Some Background on Interstate, page 3


I started this project quite spontaneously in late 2012 after a delay of decades. Inspired by my recollection of the postcard, I began to look for other images of major highways. The Internet makes this easy, and I found all I needed on Flickr, the photo-sharing site. I limited myself to images that like my postcard carried an aspect of anonymity, were substantially non-inflected by explicit compositional strategies and did not depict an exceptional event such as an accident, a police stop, an unusual truck. One thing I particularly appreciated was that unlike many amateur photographs, the photographer and friends are almost never inserted into these images. These are nearly always outward depersonalized views, whether taken from a moving vehicle, an overpass, a bridge or an airplane.Sometimes I found a great number of photographs by a single individual, in which case I took only a few. (And there are several individuals who upload thousands of interstate images, prominent among them is Doug Kerr—Dougtone by his nom d’écran—who must certainly be a long-haul truck driver given the extent of his travels. Look him up on Flickr.)

I stopped at about 170 images of all possible views—169 to be exact—of all resolutions, aspect ratios and subjects. Most were digital at their origin but some were scanned historical photos. Most were taken by individuals who would probably not self-identify as photographers but some were clearly by those who do. And more than a few originated with departments of transportation or as engineering studies.

In that anonymity and neutrality were central concerns, it goes without saying that simply taking the images myself would have defeated the entire exercise. It would also have presented an insuperable esthetic dilemma: how to deal with images ostensibly uninflected by esthetic ends if you’re taking them yourself for an art project? Impossible. The central objectives of the work are multiplicity and expansiveness. These can only be gained by compilation.

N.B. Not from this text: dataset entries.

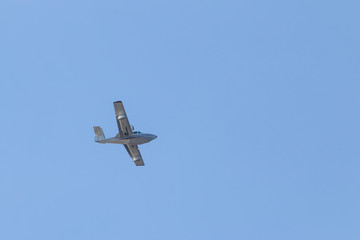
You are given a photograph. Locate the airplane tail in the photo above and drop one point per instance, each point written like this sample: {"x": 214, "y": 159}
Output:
{"x": 99, "y": 134}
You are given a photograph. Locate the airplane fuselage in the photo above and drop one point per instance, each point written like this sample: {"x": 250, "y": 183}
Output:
{"x": 134, "y": 139}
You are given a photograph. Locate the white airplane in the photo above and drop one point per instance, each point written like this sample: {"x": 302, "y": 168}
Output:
{"x": 126, "y": 136}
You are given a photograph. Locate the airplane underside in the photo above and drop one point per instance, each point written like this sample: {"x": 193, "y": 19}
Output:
{"x": 128, "y": 141}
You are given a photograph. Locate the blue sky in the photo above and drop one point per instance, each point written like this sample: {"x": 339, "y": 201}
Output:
{"x": 255, "y": 105}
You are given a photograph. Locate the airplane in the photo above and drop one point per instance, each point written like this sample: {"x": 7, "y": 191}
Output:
{"x": 126, "y": 136}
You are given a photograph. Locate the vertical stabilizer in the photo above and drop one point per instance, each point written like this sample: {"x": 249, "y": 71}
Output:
{"x": 99, "y": 134}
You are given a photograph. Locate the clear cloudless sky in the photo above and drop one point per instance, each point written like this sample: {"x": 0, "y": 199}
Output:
{"x": 255, "y": 105}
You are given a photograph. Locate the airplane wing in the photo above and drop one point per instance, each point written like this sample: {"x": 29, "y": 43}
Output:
{"x": 134, "y": 153}
{"x": 122, "y": 120}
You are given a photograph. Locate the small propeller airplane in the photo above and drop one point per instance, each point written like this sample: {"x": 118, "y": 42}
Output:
{"x": 126, "y": 136}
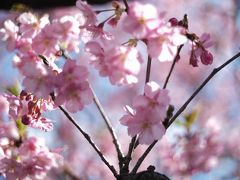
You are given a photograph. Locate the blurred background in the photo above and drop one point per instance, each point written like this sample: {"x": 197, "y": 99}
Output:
{"x": 206, "y": 148}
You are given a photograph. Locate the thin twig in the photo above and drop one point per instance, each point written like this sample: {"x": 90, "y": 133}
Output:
{"x": 109, "y": 126}
{"x": 140, "y": 160}
{"x": 134, "y": 141}
{"x": 87, "y": 137}
{"x": 128, "y": 157}
{"x": 172, "y": 67}
{"x": 210, "y": 76}
{"x": 148, "y": 69}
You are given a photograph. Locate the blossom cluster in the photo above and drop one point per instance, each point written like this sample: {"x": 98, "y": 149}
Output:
{"x": 146, "y": 117}
{"x": 40, "y": 45}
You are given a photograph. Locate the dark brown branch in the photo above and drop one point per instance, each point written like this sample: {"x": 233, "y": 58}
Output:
{"x": 109, "y": 126}
{"x": 210, "y": 76}
{"x": 172, "y": 67}
{"x": 134, "y": 141}
{"x": 87, "y": 137}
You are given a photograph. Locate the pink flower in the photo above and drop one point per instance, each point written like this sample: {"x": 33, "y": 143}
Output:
{"x": 154, "y": 98}
{"x": 33, "y": 162}
{"x": 30, "y": 25}
{"x": 121, "y": 64}
{"x": 39, "y": 79}
{"x": 143, "y": 123}
{"x": 191, "y": 153}
{"x": 146, "y": 119}
{"x": 72, "y": 87}
{"x": 30, "y": 109}
{"x": 4, "y": 105}
{"x": 88, "y": 13}
{"x": 164, "y": 43}
{"x": 199, "y": 48}
{"x": 9, "y": 34}
{"x": 45, "y": 43}
{"x": 67, "y": 31}
{"x": 142, "y": 19}
{"x": 9, "y": 131}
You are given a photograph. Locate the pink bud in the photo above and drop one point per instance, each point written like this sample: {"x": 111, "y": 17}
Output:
{"x": 206, "y": 57}
{"x": 193, "y": 60}
{"x": 26, "y": 119}
{"x": 173, "y": 21}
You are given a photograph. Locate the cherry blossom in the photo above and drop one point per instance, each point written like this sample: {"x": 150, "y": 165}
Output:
{"x": 34, "y": 160}
{"x": 75, "y": 92}
{"x": 199, "y": 48}
{"x": 9, "y": 34}
{"x": 125, "y": 60}
{"x": 164, "y": 43}
{"x": 88, "y": 13}
{"x": 142, "y": 19}
{"x": 4, "y": 105}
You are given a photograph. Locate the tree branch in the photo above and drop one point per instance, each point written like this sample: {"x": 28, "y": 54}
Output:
{"x": 210, "y": 76}
{"x": 134, "y": 141}
{"x": 109, "y": 126}
{"x": 87, "y": 137}
{"x": 173, "y": 65}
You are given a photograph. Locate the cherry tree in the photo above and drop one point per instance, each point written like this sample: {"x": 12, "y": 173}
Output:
{"x": 123, "y": 70}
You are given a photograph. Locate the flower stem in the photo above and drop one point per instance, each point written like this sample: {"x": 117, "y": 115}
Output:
{"x": 87, "y": 137}
{"x": 172, "y": 67}
{"x": 183, "y": 107}
{"x": 109, "y": 126}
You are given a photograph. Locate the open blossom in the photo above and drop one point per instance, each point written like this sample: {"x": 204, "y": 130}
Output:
{"x": 9, "y": 34}
{"x": 45, "y": 42}
{"x": 154, "y": 98}
{"x": 199, "y": 49}
{"x": 164, "y": 43}
{"x": 121, "y": 64}
{"x": 30, "y": 109}
{"x": 39, "y": 79}
{"x": 146, "y": 119}
{"x": 148, "y": 126}
{"x": 142, "y": 19}
{"x": 30, "y": 25}
{"x": 67, "y": 31}
{"x": 88, "y": 13}
{"x": 34, "y": 161}
{"x": 4, "y": 105}
{"x": 191, "y": 153}
{"x": 73, "y": 89}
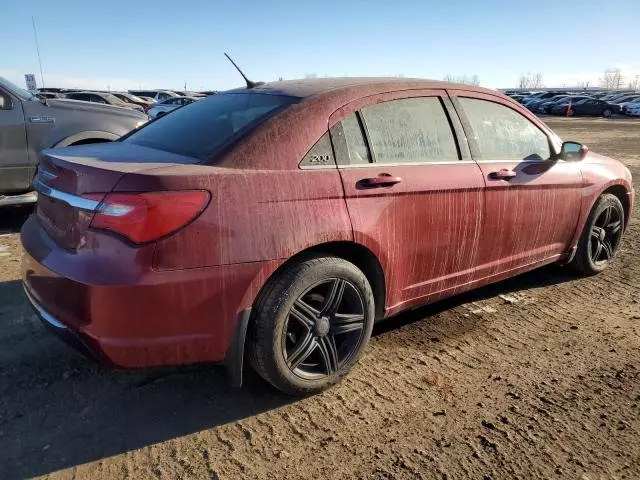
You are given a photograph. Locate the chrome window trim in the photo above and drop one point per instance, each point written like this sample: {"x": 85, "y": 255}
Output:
{"x": 382, "y": 165}
{"x": 68, "y": 198}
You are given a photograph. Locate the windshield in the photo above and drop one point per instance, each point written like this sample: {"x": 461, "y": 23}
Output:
{"x": 200, "y": 129}
{"x": 16, "y": 90}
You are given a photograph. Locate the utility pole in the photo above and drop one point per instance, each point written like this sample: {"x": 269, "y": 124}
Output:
{"x": 35, "y": 35}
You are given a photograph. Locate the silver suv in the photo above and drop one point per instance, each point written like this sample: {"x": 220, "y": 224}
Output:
{"x": 29, "y": 124}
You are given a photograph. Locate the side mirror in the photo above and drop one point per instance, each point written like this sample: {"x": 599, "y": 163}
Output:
{"x": 573, "y": 151}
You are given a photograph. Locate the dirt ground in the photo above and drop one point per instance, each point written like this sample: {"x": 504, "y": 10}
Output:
{"x": 534, "y": 377}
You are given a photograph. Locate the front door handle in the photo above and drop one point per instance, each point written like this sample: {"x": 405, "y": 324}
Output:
{"x": 503, "y": 174}
{"x": 382, "y": 180}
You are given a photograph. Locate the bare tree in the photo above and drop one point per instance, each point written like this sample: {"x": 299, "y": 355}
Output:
{"x": 611, "y": 79}
{"x": 530, "y": 80}
{"x": 472, "y": 80}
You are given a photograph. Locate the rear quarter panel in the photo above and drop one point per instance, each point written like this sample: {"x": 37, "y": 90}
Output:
{"x": 253, "y": 215}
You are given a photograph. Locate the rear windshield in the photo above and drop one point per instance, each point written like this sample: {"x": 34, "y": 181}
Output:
{"x": 200, "y": 129}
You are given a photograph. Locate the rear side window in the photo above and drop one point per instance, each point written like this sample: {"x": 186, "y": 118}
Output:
{"x": 349, "y": 141}
{"x": 501, "y": 133}
{"x": 202, "y": 128}
{"x": 411, "y": 130}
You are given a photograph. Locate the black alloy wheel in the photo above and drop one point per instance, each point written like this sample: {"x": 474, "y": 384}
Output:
{"x": 605, "y": 235}
{"x": 601, "y": 237}
{"x": 324, "y": 329}
{"x": 311, "y": 324}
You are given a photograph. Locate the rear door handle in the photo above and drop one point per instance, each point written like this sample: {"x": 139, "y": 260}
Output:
{"x": 503, "y": 174}
{"x": 382, "y": 180}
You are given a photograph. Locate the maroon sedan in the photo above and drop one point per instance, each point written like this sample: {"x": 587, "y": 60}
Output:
{"x": 282, "y": 221}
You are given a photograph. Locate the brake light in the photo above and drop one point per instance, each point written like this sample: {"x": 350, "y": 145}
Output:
{"x": 146, "y": 217}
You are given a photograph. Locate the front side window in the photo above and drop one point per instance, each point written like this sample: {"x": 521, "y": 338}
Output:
{"x": 410, "y": 130}
{"x": 501, "y": 133}
{"x": 200, "y": 129}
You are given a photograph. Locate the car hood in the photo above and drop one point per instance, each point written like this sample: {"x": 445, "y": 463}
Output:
{"x": 68, "y": 104}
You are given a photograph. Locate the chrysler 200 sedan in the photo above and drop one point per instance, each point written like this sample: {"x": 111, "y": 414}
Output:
{"x": 281, "y": 222}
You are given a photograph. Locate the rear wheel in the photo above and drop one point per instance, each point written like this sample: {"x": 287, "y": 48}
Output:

In the middle of this project we had to vacate our longtime home. To my extraordinary delight the postcard resurfaced while I was clearing out the detritus of 26 years. Fully at one with its ostensible subject—the New York State Thruway—it was pretty much as I had remembered it, although there was clearly a bit more care in the composition than I had given it credit for.

Here it is:

It turns out that the view is not entirely arbitrary. It is identified as the highest point on the Thruway without any other precision as to location. The photographer is Nelson Jones.)